Covering 7519 children and adolescents of Shenzhen during 2017, our school-based study firstly estimated the crude and standardized prevalence of prediabetes based on the FPG-only, HbA1c-only, and FPG-or-HbA1c diagnostic criteria. The results showed a high crude/standardized rate of prediabetes. The proportion of prediabetes was higher for males than females, and the prevalence decreased with grade for males but increased for females.

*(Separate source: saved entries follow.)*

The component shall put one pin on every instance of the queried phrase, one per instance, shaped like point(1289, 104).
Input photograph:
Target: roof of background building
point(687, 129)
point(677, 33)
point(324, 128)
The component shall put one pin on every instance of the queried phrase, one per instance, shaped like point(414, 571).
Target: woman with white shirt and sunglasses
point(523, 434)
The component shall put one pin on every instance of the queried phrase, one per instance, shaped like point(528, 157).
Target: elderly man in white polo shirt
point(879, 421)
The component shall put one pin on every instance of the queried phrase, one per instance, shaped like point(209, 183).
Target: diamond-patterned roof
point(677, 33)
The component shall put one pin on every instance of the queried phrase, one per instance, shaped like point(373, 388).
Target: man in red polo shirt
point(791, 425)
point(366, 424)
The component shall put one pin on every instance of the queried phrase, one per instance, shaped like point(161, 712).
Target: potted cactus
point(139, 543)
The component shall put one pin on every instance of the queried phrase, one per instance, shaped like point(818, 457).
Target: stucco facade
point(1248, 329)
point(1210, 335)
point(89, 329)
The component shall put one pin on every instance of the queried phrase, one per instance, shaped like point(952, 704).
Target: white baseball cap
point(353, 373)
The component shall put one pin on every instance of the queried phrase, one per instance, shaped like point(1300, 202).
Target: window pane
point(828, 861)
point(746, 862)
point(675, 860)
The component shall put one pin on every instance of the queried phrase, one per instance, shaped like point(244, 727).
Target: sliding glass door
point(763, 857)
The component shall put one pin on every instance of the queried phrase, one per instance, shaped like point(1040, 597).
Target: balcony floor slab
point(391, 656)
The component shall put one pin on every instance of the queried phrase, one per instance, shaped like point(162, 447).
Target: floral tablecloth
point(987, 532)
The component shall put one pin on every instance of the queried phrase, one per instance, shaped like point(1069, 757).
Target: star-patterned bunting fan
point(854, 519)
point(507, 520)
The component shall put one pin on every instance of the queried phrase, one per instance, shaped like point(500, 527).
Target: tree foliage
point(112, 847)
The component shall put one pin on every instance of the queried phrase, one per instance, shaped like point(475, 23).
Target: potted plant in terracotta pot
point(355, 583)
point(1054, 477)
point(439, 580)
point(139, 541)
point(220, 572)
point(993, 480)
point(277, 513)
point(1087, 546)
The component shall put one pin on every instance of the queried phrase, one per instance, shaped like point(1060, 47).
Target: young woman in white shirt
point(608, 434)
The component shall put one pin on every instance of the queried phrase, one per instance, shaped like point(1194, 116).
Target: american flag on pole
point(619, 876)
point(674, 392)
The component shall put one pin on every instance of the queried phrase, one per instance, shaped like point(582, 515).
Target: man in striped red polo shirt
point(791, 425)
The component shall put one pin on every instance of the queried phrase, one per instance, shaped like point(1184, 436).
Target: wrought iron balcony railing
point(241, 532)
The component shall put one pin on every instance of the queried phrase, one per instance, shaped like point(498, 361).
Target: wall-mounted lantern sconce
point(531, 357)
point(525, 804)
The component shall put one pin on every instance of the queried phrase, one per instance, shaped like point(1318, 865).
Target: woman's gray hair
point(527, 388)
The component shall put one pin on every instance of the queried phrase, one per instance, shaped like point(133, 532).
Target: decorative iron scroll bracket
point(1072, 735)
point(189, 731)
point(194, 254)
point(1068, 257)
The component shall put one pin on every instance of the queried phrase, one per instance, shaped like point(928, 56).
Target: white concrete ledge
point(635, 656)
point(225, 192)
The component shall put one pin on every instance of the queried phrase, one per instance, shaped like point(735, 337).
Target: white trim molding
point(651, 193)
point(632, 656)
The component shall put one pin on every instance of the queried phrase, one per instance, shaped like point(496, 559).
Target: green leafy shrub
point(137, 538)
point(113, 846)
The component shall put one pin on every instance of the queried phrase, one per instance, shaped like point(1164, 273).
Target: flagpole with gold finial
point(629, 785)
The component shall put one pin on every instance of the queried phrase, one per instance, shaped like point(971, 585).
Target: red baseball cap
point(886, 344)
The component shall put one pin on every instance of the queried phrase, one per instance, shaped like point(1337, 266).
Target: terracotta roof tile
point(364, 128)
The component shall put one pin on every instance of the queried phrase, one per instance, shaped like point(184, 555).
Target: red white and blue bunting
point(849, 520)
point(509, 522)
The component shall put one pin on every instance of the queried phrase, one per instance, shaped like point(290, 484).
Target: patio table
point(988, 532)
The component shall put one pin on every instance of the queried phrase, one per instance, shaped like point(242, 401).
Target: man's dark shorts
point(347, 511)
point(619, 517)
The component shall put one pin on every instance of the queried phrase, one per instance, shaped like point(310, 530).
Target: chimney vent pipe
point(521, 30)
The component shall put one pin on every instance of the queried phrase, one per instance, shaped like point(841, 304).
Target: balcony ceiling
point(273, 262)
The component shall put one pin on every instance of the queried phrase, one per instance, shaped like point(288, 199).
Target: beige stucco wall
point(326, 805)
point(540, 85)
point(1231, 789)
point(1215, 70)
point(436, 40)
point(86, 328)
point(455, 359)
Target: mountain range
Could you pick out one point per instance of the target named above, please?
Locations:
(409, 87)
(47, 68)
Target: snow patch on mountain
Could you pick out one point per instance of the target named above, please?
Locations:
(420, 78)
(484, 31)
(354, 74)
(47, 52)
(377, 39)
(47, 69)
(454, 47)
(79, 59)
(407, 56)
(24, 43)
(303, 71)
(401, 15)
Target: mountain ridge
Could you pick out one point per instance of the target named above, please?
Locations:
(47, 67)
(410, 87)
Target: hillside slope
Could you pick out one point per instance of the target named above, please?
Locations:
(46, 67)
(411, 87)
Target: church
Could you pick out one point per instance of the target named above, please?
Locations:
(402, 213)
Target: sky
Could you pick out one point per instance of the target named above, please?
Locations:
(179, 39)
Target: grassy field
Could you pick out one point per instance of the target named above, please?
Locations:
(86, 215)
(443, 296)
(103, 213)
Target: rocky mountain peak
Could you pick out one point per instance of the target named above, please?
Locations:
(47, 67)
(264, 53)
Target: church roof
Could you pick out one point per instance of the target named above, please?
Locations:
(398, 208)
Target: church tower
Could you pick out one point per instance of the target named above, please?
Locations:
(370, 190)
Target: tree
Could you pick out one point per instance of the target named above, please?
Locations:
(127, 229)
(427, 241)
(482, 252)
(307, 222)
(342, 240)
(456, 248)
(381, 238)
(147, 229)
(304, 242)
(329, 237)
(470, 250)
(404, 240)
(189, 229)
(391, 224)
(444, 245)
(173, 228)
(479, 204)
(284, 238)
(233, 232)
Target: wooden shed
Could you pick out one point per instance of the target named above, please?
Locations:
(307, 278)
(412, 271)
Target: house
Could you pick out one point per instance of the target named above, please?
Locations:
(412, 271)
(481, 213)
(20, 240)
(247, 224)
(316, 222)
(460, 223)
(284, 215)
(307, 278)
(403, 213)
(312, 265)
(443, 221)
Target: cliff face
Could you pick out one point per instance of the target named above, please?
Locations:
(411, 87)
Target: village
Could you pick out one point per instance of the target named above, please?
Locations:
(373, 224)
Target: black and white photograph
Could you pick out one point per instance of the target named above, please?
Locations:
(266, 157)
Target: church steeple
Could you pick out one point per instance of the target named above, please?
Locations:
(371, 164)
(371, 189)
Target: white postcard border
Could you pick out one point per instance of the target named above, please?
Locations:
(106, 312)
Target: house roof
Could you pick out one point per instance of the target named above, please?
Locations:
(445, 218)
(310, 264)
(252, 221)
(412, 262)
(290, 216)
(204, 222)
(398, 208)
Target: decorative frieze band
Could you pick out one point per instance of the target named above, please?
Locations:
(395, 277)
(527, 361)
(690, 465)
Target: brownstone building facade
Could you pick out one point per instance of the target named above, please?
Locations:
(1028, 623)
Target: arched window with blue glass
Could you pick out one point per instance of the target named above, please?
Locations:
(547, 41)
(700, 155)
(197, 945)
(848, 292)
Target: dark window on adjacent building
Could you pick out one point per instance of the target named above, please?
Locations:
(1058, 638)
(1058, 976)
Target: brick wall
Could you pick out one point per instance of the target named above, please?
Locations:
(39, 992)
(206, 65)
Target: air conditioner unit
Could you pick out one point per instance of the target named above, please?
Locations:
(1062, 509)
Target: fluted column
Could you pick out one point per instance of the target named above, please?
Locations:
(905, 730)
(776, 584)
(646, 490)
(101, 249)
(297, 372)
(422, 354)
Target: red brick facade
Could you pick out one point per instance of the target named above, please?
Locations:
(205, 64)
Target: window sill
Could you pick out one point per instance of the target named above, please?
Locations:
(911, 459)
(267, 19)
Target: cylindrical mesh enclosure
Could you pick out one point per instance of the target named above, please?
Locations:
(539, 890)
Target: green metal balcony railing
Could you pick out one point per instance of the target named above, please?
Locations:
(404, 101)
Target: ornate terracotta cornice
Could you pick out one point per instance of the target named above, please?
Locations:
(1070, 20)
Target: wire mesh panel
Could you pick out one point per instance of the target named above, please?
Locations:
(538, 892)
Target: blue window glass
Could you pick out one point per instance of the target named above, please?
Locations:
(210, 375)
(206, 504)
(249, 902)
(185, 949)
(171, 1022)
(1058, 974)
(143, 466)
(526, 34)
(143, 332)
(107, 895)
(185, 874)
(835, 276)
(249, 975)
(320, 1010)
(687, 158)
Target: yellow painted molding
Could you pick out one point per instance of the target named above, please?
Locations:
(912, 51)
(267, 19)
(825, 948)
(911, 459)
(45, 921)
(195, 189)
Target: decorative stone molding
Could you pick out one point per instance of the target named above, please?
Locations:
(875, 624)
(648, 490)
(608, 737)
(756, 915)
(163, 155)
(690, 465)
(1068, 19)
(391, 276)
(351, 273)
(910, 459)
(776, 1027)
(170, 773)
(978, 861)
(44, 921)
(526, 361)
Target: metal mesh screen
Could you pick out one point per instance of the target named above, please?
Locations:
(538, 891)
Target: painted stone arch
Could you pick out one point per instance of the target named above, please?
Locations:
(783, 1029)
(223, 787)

4.2. An overview on the prevalence of prediabetes
Considered prediabetes as having FPG in 5.6–7.0 mmol/l (i.e. IFG) or HbA1c in 5.7–6.4%, we found that the Shenzhen-standardized prevalence of prediabetes was 12.19% (13.01% for males and 11.15% for females; by FPG-or-HbA1c criterion). This rate exceeded that of several Chinese regions such as Beijing (1.35%; aged 6–18 years (13), Hebei (3.5% for total, 3.9% for males, and 3.1% for females; aged 13–18 years) (23), and Xinjiang (0.7%; aged 0–17 years) by the FPG-only criterion (24). However, the rate of Shenzhen was significantly lower than that of American adolescents (40.5%, by FPG-only and/or 2-h glucose; aged 12–14 years) (25), Emirati (21.9%, by combined FPG and HbA1c, aged 11–17 years) (26), Mexico (18.3%, by FPG-only and/or 2-h glucose; aged 6–18 years) (27), the USA (16.1% for total, 22.4% for males, and 9.5% for females; by FPG-only or 2-h glucose; aged 12–19 years) (28). The differing prevalence rates may result from variations in the sampling method, participant age, ethnicity, region, sampling size, diagnostic criteria, and research period (27, 29).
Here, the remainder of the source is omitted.